The primary fact which must be grasped in any discussion of a library, university libraries especially, is that it is a service institution. It exists solely to satisfy the needs and the desires of the University members, who range from timid freshmen to octogenarian professors. Yet the source of a university library's existence is also the source of its undoing. For the library staff must solve the problem of serving distinctly separate portions of that membership whose interests are as widely divergent as those of the freshman and the professor.
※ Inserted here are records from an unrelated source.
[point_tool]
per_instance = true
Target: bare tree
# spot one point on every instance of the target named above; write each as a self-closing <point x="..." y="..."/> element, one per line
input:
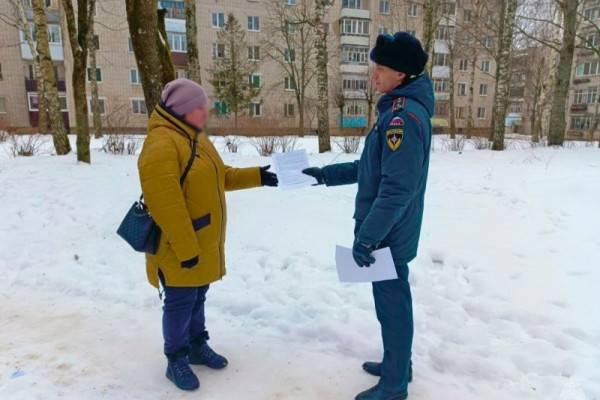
<point x="78" y="27"/>
<point x="191" y="32"/>
<point x="508" y="16"/>
<point x="151" y="49"/>
<point x="92" y="48"/>
<point x="59" y="133"/>
<point x="290" y="42"/>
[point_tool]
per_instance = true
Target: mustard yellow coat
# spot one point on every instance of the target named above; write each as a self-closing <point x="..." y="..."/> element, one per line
<point x="192" y="218"/>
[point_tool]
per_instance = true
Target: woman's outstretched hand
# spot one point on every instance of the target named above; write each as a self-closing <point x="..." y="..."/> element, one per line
<point x="268" y="178"/>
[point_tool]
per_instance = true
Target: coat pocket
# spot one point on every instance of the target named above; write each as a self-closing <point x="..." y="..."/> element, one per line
<point x="201" y="222"/>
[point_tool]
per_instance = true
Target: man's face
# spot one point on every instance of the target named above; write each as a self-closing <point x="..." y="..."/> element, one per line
<point x="386" y="79"/>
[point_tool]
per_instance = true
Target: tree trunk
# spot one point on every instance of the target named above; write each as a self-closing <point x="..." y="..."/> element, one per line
<point x="191" y="31"/>
<point x="556" y="134"/>
<point x="322" y="79"/>
<point x="143" y="28"/>
<point x="96" y="115"/>
<point x="509" y="10"/>
<point x="470" y="121"/>
<point x="59" y="133"/>
<point x="78" y="38"/>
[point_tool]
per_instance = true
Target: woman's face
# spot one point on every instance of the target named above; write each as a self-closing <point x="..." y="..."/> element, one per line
<point x="198" y="117"/>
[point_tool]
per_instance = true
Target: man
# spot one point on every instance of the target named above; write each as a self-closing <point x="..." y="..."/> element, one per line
<point x="391" y="176"/>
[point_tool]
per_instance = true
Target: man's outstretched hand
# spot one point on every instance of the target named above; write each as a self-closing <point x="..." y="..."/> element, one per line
<point x="362" y="254"/>
<point x="268" y="178"/>
<point x="316" y="173"/>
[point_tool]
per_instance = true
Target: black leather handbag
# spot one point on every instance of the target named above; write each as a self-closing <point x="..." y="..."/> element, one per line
<point x="138" y="228"/>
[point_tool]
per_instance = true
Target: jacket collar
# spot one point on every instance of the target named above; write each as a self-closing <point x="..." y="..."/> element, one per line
<point x="176" y="121"/>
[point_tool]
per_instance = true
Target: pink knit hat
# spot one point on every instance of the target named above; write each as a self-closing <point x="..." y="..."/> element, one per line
<point x="184" y="96"/>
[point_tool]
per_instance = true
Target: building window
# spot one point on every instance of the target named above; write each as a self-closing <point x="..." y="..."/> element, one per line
<point x="98" y="75"/>
<point x="441" y="85"/>
<point x="288" y="110"/>
<point x="254" y="53"/>
<point x="255" y="80"/>
<point x="177" y="42"/>
<point x="481" y="112"/>
<point x="412" y="10"/>
<point x="355" y="4"/>
<point x="441" y="60"/>
<point x="254" y="24"/>
<point x="289" y="55"/>
<point x="218" y="20"/>
<point x="101" y="103"/>
<point x="355" y="55"/>
<point x="218" y="50"/>
<point x="467" y="16"/>
<point x="289" y="83"/>
<point x="33" y="101"/>
<point x="255" y="109"/>
<point x="483" y="89"/>
<point x="221" y="108"/>
<point x="585" y="96"/>
<point x="384" y="6"/>
<point x="354" y="84"/>
<point x="138" y="106"/>
<point x="587" y="68"/>
<point x="485" y="66"/>
<point x="350" y="26"/>
<point x="134" y="74"/>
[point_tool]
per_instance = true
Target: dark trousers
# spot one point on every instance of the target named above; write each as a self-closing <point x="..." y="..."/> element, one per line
<point x="393" y="304"/>
<point x="183" y="318"/>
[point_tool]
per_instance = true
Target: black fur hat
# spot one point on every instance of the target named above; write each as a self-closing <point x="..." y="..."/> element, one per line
<point x="402" y="52"/>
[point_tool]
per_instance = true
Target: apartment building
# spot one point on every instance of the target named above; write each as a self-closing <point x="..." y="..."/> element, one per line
<point x="583" y="105"/>
<point x="353" y="27"/>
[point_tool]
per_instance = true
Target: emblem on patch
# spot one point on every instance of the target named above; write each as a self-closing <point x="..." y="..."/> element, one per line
<point x="394" y="137"/>
<point x="398" y="104"/>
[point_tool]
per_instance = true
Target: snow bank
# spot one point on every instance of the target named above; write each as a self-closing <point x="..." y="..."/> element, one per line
<point x="505" y="286"/>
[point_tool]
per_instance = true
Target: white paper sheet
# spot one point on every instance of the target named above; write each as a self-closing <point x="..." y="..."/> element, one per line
<point x="289" y="168"/>
<point x="349" y="271"/>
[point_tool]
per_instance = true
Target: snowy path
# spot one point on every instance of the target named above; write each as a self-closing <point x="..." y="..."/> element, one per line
<point x="505" y="287"/>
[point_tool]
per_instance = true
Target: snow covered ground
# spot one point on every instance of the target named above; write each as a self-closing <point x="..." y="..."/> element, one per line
<point x="506" y="286"/>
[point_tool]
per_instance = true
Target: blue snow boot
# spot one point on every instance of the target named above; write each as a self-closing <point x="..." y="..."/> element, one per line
<point x="180" y="373"/>
<point x="202" y="354"/>
<point x="374" y="368"/>
<point x="377" y="393"/>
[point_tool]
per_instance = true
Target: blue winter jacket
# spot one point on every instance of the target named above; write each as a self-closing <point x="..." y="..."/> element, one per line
<point x="392" y="171"/>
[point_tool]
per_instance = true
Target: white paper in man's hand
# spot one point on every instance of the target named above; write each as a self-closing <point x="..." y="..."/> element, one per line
<point x="289" y="168"/>
<point x="348" y="271"/>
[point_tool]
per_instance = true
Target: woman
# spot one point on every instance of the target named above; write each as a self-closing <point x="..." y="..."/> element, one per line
<point x="191" y="215"/>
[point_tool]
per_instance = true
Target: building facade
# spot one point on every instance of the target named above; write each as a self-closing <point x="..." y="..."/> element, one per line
<point x="353" y="26"/>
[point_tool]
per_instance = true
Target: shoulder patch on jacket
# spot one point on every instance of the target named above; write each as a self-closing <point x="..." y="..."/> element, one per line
<point x="395" y="133"/>
<point x="398" y="104"/>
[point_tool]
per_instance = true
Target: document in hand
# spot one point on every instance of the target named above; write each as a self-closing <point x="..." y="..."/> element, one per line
<point x="289" y="168"/>
<point x="349" y="271"/>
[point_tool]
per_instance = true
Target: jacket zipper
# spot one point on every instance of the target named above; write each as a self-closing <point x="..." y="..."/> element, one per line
<point x="222" y="211"/>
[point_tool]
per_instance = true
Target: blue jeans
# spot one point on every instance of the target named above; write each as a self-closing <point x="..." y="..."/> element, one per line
<point x="183" y="318"/>
<point x="393" y="304"/>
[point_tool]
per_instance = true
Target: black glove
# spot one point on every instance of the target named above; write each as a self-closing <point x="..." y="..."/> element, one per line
<point x="268" y="178"/>
<point x="316" y="173"/>
<point x="191" y="263"/>
<point x="362" y="254"/>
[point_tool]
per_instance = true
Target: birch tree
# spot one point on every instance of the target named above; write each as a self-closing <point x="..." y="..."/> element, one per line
<point x="507" y="15"/>
<point x="59" y="133"/>
<point x="150" y="47"/>
<point x="191" y="33"/>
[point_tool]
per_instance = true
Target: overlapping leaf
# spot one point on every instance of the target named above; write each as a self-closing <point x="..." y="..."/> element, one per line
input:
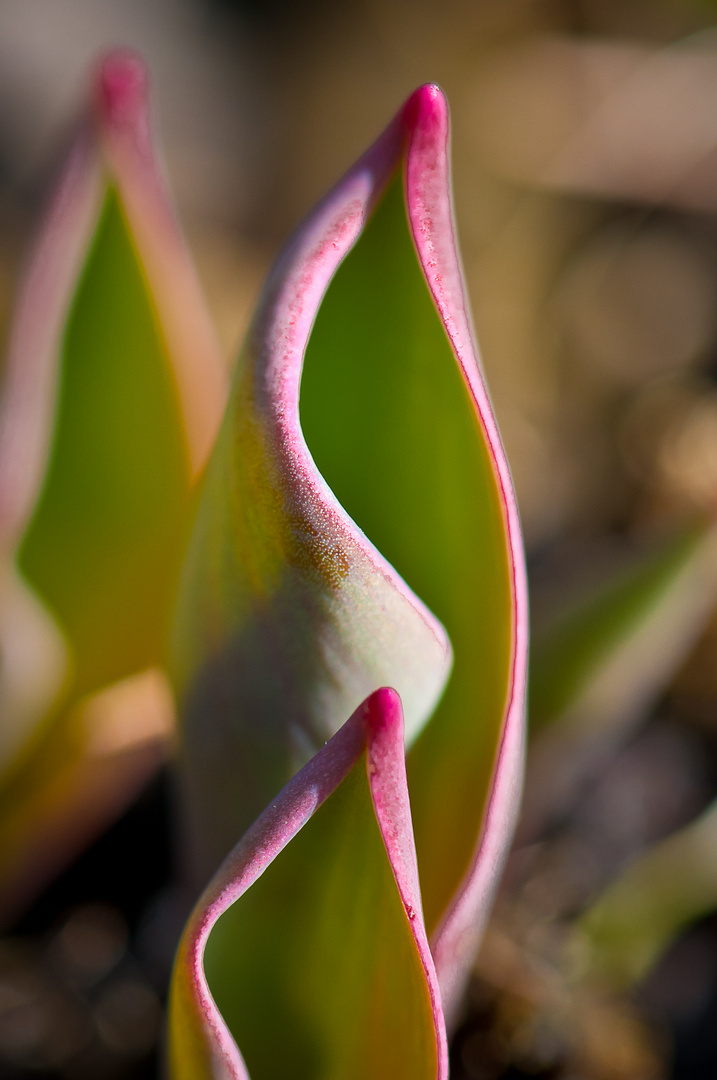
<point x="308" y="952"/>
<point x="112" y="394"/>
<point x="289" y="613"/>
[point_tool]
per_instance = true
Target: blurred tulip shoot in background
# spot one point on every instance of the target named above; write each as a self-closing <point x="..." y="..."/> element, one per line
<point x="275" y="797"/>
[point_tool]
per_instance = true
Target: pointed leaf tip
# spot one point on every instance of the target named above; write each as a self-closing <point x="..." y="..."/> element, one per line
<point x="121" y="90"/>
<point x="424" y="105"/>
<point x="345" y="972"/>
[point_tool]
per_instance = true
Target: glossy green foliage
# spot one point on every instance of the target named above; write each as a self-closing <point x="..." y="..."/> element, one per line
<point x="653" y="596"/>
<point x="102" y="547"/>
<point x="314" y="969"/>
<point x="392" y="429"/>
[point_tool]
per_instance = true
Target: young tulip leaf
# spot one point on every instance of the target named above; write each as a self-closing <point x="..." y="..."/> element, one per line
<point x="285" y="599"/>
<point x="600" y="664"/>
<point x="308" y="950"/>
<point x="107" y="415"/>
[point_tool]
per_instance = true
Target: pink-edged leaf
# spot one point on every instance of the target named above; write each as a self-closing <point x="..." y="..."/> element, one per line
<point x="112" y="393"/>
<point x="308" y="956"/>
<point x="289" y="616"/>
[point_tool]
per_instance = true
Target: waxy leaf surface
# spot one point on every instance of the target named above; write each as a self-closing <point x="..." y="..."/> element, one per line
<point x="111" y="399"/>
<point x="308" y="950"/>
<point x="313" y="564"/>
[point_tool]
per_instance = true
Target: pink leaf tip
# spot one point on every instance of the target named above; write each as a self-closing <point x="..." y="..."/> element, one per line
<point x="122" y="94"/>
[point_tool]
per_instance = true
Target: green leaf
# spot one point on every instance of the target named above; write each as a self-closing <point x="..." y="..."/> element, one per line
<point x="308" y="952"/>
<point x="604" y="658"/>
<point x="102" y="547"/>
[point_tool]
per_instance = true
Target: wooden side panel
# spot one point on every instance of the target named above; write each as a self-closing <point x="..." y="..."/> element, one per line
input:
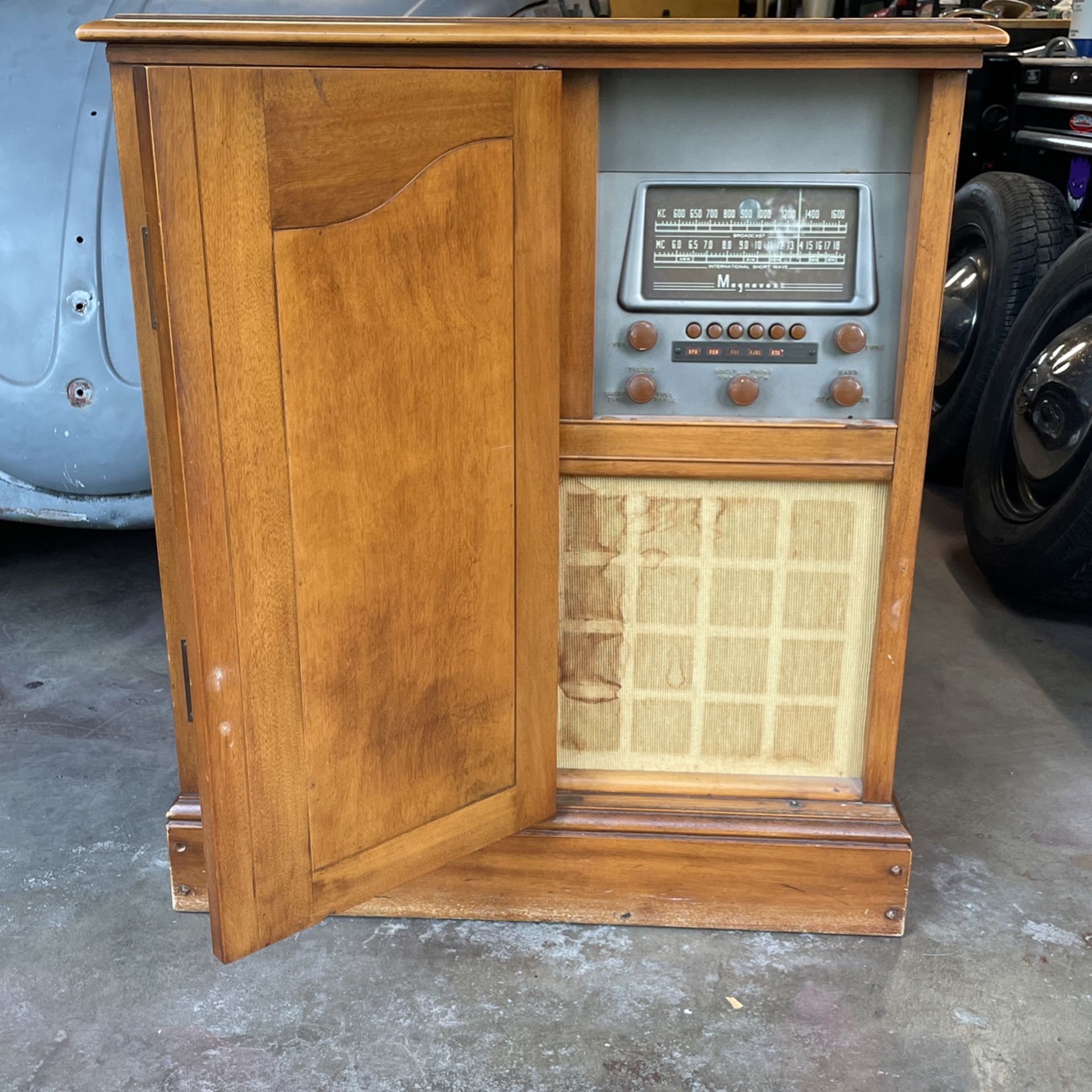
<point x="221" y="735"/>
<point x="403" y="485"/>
<point x="580" y="136"/>
<point x="231" y="143"/>
<point x="161" y="422"/>
<point x="369" y="424"/>
<point x="940" y="115"/>
<point x="339" y="147"/>
<point x="537" y="117"/>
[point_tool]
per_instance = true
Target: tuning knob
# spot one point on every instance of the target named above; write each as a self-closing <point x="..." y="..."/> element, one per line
<point x="850" y="338"/>
<point x="846" y="391"/>
<point x="642" y="336"/>
<point x="642" y="388"/>
<point x="743" y="390"/>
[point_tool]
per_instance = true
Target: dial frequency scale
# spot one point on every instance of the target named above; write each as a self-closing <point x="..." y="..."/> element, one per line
<point x="537" y="414"/>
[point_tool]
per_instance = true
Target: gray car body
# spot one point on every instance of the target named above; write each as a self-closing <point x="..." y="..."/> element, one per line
<point x="72" y="445"/>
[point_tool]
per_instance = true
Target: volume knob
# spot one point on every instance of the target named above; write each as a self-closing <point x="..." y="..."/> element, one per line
<point x="642" y="388"/>
<point x="642" y="336"/>
<point x="850" y="338"/>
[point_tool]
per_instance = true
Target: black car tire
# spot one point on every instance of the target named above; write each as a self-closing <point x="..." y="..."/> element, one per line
<point x="1024" y="225"/>
<point x="1048" y="556"/>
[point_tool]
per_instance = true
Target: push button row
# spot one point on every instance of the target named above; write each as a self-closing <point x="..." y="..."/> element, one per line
<point x="797" y="331"/>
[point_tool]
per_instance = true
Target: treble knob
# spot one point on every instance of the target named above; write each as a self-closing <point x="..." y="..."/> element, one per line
<point x="642" y="388"/>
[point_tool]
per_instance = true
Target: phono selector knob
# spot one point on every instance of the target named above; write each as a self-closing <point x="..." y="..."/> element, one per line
<point x="743" y="390"/>
<point x="642" y="388"/>
<point x="850" y="338"/>
<point x="642" y="336"/>
<point x="846" y="391"/>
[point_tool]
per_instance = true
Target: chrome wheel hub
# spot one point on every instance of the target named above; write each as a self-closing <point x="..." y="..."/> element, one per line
<point x="1052" y="416"/>
<point x="965" y="293"/>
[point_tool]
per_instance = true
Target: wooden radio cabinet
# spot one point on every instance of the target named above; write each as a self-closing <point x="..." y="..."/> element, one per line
<point x="537" y="414"/>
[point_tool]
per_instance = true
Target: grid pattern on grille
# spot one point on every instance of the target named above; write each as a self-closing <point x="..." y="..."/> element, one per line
<point x="717" y="627"/>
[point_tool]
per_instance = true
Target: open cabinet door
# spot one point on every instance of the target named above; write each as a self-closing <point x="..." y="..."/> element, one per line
<point x="358" y="271"/>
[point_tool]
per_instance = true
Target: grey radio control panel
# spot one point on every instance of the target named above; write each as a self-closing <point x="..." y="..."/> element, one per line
<point x="748" y="295"/>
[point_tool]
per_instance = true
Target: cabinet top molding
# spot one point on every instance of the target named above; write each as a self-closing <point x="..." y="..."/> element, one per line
<point x="598" y="35"/>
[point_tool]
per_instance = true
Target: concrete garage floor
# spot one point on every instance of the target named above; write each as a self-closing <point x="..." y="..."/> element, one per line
<point x="104" y="987"/>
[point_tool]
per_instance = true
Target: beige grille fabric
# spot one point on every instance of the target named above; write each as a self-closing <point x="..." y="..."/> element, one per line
<point x="717" y="627"/>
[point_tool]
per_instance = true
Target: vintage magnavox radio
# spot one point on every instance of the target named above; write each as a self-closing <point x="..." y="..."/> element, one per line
<point x="433" y="655"/>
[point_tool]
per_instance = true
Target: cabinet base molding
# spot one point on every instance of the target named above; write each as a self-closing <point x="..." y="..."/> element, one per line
<point x="814" y="866"/>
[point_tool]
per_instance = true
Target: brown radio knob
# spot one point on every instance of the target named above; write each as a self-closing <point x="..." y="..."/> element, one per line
<point x="846" y="391"/>
<point x="850" y="338"/>
<point x="642" y="388"/>
<point x="642" y="336"/>
<point x="743" y="390"/>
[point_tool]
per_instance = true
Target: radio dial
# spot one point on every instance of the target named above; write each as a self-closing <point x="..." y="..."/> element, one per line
<point x="743" y="390"/>
<point x="850" y="338"/>
<point x="642" y="336"/>
<point x="846" y="391"/>
<point x="642" y="388"/>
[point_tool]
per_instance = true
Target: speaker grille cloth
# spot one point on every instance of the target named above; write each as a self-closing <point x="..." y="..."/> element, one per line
<point x="717" y="627"/>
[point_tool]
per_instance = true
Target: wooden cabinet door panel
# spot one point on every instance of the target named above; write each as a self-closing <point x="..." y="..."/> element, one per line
<point x="364" y="334"/>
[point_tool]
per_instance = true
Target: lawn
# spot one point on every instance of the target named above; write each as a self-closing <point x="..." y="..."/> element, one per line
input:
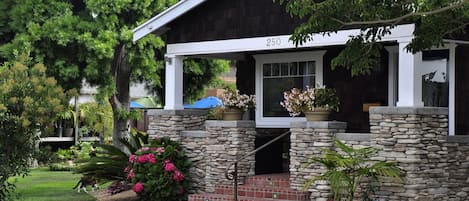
<point x="44" y="185"/>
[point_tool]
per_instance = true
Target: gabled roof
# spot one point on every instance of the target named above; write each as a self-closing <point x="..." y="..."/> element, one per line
<point x="158" y="22"/>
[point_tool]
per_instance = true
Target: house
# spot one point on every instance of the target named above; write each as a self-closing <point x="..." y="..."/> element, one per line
<point x="423" y="95"/>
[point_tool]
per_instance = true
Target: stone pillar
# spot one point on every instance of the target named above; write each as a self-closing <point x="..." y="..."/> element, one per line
<point x="194" y="143"/>
<point x="227" y="141"/>
<point x="171" y="123"/>
<point x="308" y="139"/>
<point x="413" y="137"/>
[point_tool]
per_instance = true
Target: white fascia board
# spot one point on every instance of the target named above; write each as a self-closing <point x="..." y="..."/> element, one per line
<point x="165" y="17"/>
<point x="277" y="42"/>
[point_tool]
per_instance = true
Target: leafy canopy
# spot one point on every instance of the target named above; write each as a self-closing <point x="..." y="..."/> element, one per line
<point x="434" y="20"/>
<point x="29" y="100"/>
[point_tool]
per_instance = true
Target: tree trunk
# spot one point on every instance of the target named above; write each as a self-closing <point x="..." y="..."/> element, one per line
<point x="120" y="100"/>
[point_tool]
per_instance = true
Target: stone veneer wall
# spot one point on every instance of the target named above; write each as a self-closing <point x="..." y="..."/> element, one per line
<point x="227" y="141"/>
<point x="195" y="143"/>
<point x="309" y="139"/>
<point x="172" y="122"/>
<point x="414" y="138"/>
<point x="458" y="153"/>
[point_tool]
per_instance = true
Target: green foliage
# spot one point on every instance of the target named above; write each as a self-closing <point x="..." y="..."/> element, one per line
<point x="434" y="20"/>
<point x="160" y="171"/>
<point x="44" y="185"/>
<point x="98" y="117"/>
<point x="28" y="101"/>
<point x="348" y="169"/>
<point x="108" y="162"/>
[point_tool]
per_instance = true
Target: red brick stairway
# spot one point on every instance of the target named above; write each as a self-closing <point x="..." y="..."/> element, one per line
<point x="271" y="187"/>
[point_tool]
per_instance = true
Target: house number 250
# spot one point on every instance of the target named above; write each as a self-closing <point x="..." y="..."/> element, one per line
<point x="274" y="42"/>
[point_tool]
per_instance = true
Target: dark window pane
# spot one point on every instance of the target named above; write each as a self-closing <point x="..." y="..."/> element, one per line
<point x="284" y="69"/>
<point x="266" y="69"/>
<point x="275" y="69"/>
<point x="302" y="67"/>
<point x="294" y="68"/>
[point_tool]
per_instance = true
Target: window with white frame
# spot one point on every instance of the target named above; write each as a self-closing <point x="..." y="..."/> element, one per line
<point x="276" y="73"/>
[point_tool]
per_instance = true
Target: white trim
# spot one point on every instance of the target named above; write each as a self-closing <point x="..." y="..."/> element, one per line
<point x="165" y="17"/>
<point x="282" y="122"/>
<point x="277" y="42"/>
<point x="393" y="56"/>
<point x="174" y="82"/>
<point x="452" y="89"/>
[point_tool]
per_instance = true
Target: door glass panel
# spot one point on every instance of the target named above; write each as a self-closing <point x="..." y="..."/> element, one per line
<point x="434" y="71"/>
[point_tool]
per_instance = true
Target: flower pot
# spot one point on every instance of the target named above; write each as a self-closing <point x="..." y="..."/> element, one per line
<point x="318" y="114"/>
<point x="232" y="114"/>
<point x="68" y="132"/>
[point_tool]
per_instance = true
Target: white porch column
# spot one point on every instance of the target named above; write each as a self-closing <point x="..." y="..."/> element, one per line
<point x="174" y="81"/>
<point x="409" y="78"/>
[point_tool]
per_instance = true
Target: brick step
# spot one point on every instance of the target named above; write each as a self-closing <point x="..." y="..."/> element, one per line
<point x="220" y="197"/>
<point x="249" y="190"/>
<point x="270" y="180"/>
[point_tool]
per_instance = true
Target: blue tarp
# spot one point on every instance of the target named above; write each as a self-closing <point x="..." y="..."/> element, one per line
<point x="205" y="103"/>
<point x="135" y="105"/>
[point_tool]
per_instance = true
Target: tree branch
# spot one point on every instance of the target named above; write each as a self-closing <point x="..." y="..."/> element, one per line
<point x="400" y="18"/>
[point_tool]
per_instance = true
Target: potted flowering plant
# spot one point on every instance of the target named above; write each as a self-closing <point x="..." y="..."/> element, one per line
<point x="235" y="104"/>
<point x="315" y="103"/>
<point x="159" y="171"/>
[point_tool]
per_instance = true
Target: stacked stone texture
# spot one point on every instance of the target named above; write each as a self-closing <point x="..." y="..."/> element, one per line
<point x="414" y="138"/>
<point x="227" y="141"/>
<point x="172" y="122"/>
<point x="458" y="149"/>
<point x="195" y="143"/>
<point x="309" y="139"/>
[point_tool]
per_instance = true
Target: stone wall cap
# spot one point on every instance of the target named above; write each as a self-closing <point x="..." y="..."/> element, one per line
<point x="319" y="124"/>
<point x="409" y="110"/>
<point x="194" y="134"/>
<point x="458" y="139"/>
<point x="359" y="137"/>
<point x="231" y="124"/>
<point x="186" y="112"/>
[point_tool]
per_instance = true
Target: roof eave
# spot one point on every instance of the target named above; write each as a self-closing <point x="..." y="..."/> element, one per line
<point x="165" y="17"/>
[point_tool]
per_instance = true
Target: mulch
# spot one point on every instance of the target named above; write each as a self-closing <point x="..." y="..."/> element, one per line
<point x="103" y="195"/>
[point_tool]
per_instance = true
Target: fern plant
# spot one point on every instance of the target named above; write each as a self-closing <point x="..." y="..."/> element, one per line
<point x="108" y="162"/>
<point x="349" y="168"/>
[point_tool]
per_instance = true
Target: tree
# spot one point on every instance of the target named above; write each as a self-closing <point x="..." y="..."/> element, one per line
<point x="434" y="20"/>
<point x="93" y="40"/>
<point x="28" y="101"/>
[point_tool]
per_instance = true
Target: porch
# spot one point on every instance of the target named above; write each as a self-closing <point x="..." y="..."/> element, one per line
<point x="436" y="164"/>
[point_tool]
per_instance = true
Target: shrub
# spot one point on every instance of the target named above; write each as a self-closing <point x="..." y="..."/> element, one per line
<point x="29" y="100"/>
<point x="349" y="169"/>
<point x="160" y="171"/>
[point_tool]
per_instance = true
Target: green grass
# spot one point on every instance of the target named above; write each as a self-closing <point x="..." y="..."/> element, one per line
<point x="45" y="185"/>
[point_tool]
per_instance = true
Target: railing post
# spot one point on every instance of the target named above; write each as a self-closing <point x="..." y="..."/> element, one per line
<point x="235" y="183"/>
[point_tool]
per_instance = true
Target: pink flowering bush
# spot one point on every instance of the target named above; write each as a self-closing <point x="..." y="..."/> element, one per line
<point x="159" y="171"/>
<point x="297" y="101"/>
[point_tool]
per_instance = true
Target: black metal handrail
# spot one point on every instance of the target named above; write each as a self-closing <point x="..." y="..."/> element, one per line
<point x="233" y="175"/>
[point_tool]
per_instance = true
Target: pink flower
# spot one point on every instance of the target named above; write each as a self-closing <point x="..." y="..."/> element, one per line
<point x="151" y="158"/>
<point x="131" y="174"/>
<point x="169" y="167"/>
<point x="132" y="158"/>
<point x="178" y="176"/>
<point x="127" y="169"/>
<point x="160" y="150"/>
<point x="138" y="187"/>
<point x="142" y="159"/>
<point x="181" y="190"/>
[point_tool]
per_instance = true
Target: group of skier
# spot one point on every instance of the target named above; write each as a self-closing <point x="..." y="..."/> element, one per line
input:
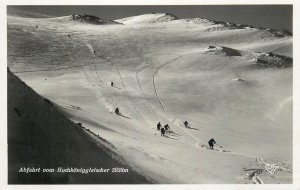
<point x="165" y="128"/>
<point x="162" y="129"/>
Unfortunately, the library is heavily biased in favor of the graduate student. And this bias springs from only one thing: Widener's tremendous size. It is this great hulk that is stifling to undergraduates. Among the four million volumes which comprise the Harvard Library, only one hundred thousand books interest them. Yet these very books in demand are hidden away among innumerable tomes which contain the last printed word on any subject. Graduate students have access to the book stacks; they have stalls placed right where the books they need are shelved; now there is even a bathroom in the stacks so graduate students do not have to walk to the basement like other library users. Thus the graduate benefits at the expense of the undergraduate.
Then, too, the great number of books in Widener requires a complicated catalogue. This unwieldy file is a great, black plague to the undergraduate. He is forced to wait a long while before the books he desires can be dug from the stacks. In other words, he, unlike the graduate student, cannot get the books he wants when he wants to. And since only advanced students and teachers can get stack permits, Widener's size, which is its blessing, has also proved to be its burden. Clearly the graduate student has the weighted side of the scales.
If the library is to serve the University to the best of its capacity, it must, therefore, more nearly cater to the requirements of the College members, who, today, are sadly neglected. There are two solutions to more evenly balance the conflicting interests. One is to keep the library open longer hours. The other is to separately house a collection of books solely for undergraduates. These possibilities will be discussed in later editorials.